According to Wagstaff, a readily available drug could fast-track global efforts in curbing the pandemic.

“When we’re having a global pandemic, and there isn’t an approved treatment, if we had a compound that was already available around the world, then that might help people sooner,” she says.

E.U. validate antibody test

Besides the efforts to find an effective way to prevent SARS-CoV-2 infections or treat COVID-19, the disease that the virus causes, scientists have also been hard at work on something else.

Around the world, researchers have been looking for accurate, safe, and effective methods of screening people for antibodies to the new coronavirus — a marker signifying that they have overcome a SARS-CoV-2 infection.

Antibodies might also show who has acquired a degree of immunity to the virus, however temporary, although the World Health Organization (WHO) caution that there is “no evidence that people who have recovered from COVID-19 and have antibodies are protected from a second infection.”

Still, a safe and accurate antibody test that is widely available could help decision-makers better understand the dynamics of the viral spread and the state of the outbreak at a particular time in a particular place.
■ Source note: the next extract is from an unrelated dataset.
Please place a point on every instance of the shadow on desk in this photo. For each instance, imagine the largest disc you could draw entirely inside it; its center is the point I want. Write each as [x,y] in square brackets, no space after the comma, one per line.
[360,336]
This information could help authorities gradually lift lockdown measures or restrictions, where possible.

It seems as though such a test may soon be reaching at least some countries in Europe. According to recent reports, the European Union (E.U.) have now certified an antibody test produced by Abbott Laboratories as safe to use.

The test screens for the presence of the IgG antibody, which emerges as an infection is waning and remains present for some time after it has cleared.

According to the manufacturer, this antibody test has “demonstrated specificity and sensitivity of greater than 99% 14 days or more after symptoms started.”

As laboratories in the U.K. already possess a significant number of machines that would allow them to run this antibody test, Abbott are now negotiating to provide tests to this country.

All data and statistics are based on publicly available data at the time of initial publication; 4/30/2020. Some information may be out of date.